Gavin took umbrage with the immediacy of timing of what he felt was "an invasive procedure" taking place "in the dungeons of the stadium, being closed off and they didn't have access to the (post match) entertainment," after last Sunday week's win over Kerry.
It is understood that two Dublin players; Eoghan O'Gara and Michael Savage, and two Kerry players, were randomly chosen to produce urine samples.
As per paragraph 2 of the Doping Control Procedures in the GAA's Anti-Doping Booklet, "once notified, a player must report immediately to the Doping Control Station in the company of the Doping Control Officer...where testing is being carried out at a game, the following additional reasons to delay reporting to the Doping Control Station also apply: Participation in a victory ceremony (or) Media commitments."
Gavin argued that a victory ceremony didn't conclude once the player had left the pitch.
"My issue at the time was the doping control officer should have waited until the player came back in from that (Dublin's post-match celebrations)," he specified at yesterday's launch of this year's Leinster senior football and hurling championships.
"Because once he makes contact for the player, the player has to go to that doping control centre.

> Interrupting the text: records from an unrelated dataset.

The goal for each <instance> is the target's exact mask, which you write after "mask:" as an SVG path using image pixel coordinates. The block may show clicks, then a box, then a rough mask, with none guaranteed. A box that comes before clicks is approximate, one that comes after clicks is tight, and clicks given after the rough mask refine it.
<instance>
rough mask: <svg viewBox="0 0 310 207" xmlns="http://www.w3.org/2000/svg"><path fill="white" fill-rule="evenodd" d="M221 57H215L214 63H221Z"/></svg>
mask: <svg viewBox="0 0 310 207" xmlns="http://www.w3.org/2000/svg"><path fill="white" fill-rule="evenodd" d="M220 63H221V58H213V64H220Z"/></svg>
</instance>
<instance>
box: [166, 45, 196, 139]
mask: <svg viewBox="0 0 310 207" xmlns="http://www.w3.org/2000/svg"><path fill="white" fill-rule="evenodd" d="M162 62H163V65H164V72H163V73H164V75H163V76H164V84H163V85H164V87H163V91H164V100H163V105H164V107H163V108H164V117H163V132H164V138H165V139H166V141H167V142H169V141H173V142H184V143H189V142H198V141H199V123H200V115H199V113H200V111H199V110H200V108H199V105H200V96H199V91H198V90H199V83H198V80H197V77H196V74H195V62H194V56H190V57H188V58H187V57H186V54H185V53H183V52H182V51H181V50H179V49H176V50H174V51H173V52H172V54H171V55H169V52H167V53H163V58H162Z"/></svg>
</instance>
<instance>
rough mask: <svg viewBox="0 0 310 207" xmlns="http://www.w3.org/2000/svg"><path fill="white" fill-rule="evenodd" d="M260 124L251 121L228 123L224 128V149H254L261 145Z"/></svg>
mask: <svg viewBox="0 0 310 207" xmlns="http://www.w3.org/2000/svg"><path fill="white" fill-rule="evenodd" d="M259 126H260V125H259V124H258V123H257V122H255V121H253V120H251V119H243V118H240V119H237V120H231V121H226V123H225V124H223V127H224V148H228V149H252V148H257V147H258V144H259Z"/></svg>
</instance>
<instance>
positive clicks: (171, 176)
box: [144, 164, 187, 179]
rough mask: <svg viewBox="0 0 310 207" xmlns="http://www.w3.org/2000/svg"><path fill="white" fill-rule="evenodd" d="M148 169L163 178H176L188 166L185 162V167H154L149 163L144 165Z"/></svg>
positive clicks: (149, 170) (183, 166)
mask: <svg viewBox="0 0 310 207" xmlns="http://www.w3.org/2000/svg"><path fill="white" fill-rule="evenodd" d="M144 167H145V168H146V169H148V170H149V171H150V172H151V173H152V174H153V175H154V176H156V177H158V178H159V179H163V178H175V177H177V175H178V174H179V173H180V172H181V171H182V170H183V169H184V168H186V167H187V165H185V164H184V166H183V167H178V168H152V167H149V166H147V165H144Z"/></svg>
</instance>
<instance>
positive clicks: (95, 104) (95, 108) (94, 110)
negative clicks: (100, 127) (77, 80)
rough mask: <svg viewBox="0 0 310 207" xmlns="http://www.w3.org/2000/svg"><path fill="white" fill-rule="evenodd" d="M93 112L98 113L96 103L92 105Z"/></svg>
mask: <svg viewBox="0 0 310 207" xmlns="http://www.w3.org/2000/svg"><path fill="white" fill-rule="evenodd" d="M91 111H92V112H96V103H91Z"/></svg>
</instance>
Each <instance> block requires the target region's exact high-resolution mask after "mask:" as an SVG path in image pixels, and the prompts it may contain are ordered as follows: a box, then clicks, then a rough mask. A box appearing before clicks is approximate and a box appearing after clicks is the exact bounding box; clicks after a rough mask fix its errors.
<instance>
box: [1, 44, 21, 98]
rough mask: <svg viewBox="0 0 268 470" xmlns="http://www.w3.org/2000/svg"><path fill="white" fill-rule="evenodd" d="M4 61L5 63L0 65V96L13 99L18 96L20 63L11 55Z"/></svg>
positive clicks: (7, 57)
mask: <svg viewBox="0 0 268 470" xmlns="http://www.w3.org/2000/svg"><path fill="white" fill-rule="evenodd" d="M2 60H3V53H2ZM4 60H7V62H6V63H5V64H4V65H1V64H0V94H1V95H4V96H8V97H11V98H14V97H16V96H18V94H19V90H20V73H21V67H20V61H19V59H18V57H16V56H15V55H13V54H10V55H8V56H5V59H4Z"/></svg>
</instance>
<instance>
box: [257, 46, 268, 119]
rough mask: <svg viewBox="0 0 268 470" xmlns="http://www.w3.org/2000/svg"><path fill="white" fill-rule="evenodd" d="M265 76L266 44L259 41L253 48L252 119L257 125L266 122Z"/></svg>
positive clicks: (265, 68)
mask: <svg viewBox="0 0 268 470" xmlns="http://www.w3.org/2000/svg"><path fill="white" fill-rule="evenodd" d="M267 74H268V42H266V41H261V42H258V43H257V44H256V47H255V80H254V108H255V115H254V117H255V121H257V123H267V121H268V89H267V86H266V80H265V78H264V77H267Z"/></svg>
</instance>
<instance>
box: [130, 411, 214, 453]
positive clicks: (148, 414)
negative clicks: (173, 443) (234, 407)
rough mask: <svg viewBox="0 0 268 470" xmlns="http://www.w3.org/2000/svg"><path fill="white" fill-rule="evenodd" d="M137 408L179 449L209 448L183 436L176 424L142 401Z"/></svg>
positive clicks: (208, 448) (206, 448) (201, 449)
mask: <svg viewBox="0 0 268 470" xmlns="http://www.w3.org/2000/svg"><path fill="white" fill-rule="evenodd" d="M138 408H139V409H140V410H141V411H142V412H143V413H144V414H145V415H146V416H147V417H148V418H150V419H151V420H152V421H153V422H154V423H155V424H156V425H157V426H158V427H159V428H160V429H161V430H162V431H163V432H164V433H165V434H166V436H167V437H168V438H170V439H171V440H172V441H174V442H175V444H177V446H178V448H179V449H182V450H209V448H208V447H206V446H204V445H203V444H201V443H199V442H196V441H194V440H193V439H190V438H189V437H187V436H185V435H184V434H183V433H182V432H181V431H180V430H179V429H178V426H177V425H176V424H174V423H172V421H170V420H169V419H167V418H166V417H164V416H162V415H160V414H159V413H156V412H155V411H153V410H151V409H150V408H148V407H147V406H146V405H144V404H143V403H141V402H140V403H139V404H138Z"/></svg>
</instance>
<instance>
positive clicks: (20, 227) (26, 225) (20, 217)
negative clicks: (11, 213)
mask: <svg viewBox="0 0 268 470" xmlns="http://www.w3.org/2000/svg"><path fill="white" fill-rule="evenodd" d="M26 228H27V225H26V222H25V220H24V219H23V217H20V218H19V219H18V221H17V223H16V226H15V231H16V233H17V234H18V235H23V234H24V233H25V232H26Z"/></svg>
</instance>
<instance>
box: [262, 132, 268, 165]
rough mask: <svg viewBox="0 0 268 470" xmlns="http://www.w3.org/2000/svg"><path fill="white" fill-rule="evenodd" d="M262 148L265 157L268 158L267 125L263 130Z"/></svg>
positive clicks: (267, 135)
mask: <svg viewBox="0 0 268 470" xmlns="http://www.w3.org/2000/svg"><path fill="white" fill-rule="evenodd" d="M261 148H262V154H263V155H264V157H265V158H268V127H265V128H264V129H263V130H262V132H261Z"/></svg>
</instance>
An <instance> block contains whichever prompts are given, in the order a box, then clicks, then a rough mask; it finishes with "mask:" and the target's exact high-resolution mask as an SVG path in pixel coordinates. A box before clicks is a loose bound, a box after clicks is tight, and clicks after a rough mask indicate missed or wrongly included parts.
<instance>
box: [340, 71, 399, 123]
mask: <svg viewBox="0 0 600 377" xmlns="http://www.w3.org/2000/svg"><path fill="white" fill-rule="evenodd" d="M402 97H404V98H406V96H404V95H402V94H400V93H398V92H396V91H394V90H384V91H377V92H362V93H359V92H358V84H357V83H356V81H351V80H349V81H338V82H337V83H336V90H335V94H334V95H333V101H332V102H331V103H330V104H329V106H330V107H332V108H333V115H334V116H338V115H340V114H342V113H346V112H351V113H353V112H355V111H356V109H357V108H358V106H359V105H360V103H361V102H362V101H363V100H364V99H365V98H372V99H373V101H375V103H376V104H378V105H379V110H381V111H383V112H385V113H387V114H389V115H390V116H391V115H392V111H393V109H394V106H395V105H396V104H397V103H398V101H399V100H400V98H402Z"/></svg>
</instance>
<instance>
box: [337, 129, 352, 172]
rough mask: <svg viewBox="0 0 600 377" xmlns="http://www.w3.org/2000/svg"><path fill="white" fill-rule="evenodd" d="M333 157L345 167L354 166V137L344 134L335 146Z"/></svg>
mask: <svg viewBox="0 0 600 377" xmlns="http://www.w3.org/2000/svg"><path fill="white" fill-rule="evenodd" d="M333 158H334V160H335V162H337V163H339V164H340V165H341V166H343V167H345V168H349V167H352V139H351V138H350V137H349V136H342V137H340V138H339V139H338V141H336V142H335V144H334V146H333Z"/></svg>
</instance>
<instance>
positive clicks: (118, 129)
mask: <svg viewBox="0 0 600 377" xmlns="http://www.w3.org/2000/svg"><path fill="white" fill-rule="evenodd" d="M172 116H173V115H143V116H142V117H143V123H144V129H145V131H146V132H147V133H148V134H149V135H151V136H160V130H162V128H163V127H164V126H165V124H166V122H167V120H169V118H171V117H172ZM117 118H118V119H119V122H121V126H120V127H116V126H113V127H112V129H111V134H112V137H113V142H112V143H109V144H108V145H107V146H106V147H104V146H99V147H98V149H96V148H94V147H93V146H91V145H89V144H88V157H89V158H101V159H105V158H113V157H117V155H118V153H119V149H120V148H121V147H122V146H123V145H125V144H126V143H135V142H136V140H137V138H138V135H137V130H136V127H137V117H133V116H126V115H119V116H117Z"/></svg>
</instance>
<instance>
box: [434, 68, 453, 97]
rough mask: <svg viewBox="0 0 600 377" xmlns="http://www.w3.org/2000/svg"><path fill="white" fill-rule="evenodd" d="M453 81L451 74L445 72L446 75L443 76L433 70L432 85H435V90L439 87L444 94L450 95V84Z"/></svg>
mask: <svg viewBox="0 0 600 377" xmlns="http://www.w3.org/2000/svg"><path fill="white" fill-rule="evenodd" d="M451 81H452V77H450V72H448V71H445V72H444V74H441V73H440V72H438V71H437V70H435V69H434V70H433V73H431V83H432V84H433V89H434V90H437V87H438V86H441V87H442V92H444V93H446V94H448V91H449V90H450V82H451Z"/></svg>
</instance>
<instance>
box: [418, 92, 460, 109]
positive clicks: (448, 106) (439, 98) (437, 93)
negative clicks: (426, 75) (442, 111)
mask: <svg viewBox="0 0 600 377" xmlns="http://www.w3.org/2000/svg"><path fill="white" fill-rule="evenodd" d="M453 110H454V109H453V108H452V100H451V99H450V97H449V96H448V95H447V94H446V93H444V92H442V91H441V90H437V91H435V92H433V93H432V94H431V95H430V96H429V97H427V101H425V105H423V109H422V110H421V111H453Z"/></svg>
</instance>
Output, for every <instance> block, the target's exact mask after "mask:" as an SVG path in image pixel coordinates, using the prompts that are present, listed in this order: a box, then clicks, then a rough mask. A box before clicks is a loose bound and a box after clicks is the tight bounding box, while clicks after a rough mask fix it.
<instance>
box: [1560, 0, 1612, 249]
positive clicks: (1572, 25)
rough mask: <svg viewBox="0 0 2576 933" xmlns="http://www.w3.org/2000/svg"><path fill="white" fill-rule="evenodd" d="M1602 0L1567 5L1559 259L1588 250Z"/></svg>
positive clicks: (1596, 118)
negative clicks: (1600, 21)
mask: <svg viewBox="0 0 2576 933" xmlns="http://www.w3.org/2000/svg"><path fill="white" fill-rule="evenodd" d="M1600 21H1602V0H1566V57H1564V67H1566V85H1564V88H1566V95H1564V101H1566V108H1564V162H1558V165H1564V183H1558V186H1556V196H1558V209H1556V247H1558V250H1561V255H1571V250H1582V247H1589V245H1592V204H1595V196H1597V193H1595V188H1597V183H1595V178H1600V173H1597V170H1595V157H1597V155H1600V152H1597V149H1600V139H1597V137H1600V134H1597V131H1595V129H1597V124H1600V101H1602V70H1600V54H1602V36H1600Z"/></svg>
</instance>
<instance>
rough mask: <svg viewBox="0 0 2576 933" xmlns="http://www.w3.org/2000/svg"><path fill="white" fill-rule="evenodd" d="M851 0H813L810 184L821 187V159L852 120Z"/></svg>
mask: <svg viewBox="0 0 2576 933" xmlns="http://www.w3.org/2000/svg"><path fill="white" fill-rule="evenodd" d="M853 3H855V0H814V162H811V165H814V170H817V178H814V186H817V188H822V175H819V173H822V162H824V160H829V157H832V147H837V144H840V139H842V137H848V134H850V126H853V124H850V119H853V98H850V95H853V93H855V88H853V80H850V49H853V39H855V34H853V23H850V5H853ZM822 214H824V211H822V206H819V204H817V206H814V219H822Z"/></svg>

"I'm not going to let my players be in breach of the protocols. The point is that the doping control officer shouldn't approach the player until all that is over.
"And then let him enjoy his post-match dealing with defeat or victory or those special times when you can have a little time with players, where you can soak in that atmosphere.
"Those precious couple of moments after a game.
"Once that is over, then approach the player. Then go through the protocols.
"But not when a player walks down the tunnel after a game and the emotions haven't probably even left him."
Dr Úna May, Director of the Irish Sports Council anti-doping unit, responded to Gavin's initial claims, revealing that "in advance of the testing, we had agreed with the GAA if the players wanted to watch the Laochra festivities they would be accommodated and they would just be supervised during the time."
"We recognised the Laochra event was something the players might want to watch and we didn't want to have them miss that opportunity.
"We didn't get any post-test report to say there was any issue or anything like that."
She added: "and when we read about a team getting frustrated with the testing we don't tend to react too strongly because it is frustrating (for them) especially when they miss out on celebrations."
However, Gavin stressed that his problem was with procedure - or what he saw as a contradiction of it - which outlines that once a player is chosen for testing, he or she must either immediately report to the testing centre or remain under monitor by the testing officer.
"It's just about the right place at the right time. We fully endorse all that's been done by the National Sports Council," the Dublin manager insisted.
"We don't want cheats in the game. We want the integrity of the game to be upheld.
"There's probably not enough testing, if you look at the statistics," Gavin continued.
"The amount of inter-county players being tested, it's a very, very small percentage.
"But that's not this debate. My issue is with the timing of it.
"Let a player have their space for a few moments and then approach them.
"I understand they have a job to do," Gavin added. "But they may be a little bit over anxious to do it."